Swearer, Susan M., and Shelley Hymel. "Understanding the Psychology of Bullying: Moving Toward a Social-Ecological Diathesis-Stress Model." American Psychologist 70, no. 4 (2015): 344–353.
Espelage, Dorothy L., and Susan M. Swearer, eds. Bullying in North American Schools. 2nd ed. New York: Routledge, 2010.
Salmivalli, Christina, Antti Kärnä, and Elisa Poskiparta. "Counteracting Bullying in Finland: The KiVa Program and Its Effects on Different Forms of Being Bullied." International Journal of Behavioral Development 35, no. 5 (2011): 405–411.
American Psychological Association Zero Tolerance Task Force. "Are Zero Tolerance Policies Effective in the Schools? An Evidentiary Review and Recommendations." American Psychologist 63, no. 9 (2008): 852–862.
Hinduja, Sameer, and Justin W. Patchin. Bullying Beyond the Schoolyard: Preventing and Responding to Cyberbullying. 2nd ed. Thousand Oaks, CA: Corwin, 2015.
Copeland, William E., Dieter Wolke, Adrian Angold, and E. Jane Costello. "Adult Psychiatric Outcomes of Bullying and Being Bullied by Peers in Childhood and Adolescence." JAMA Psychiatry 70, no. 4 (2013): 419–426.

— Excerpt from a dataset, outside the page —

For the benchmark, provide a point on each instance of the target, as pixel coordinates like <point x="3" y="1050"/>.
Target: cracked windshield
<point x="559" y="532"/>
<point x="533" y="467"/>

Kowalski, Robin M., Gary W. Giumetti, Amber N. Schroeder, and Micah R. Lattanner. "Bullying in the Digital Age: A Critical Review and Meta-Analysis of Cyberbullying Research Among Youth." Psychological Bulletin 140, no. 4 (2014): 1073–1137.
Limber, Susan P., Dan Olweus, Weijun Wang, Marlene Masiello, and Jane Riese. "Evaluation of the Olweus Bullying Prevention Program: A Large Scale Study of U.S. Students in Grades 3–11." Journal of School Psychology 69 (2018): 56–72.
Bradshaw, Catherine P. "Translating Research to Practice in Bullying Prevention." American Psychologist 70, no. 4 (2015): 322–332.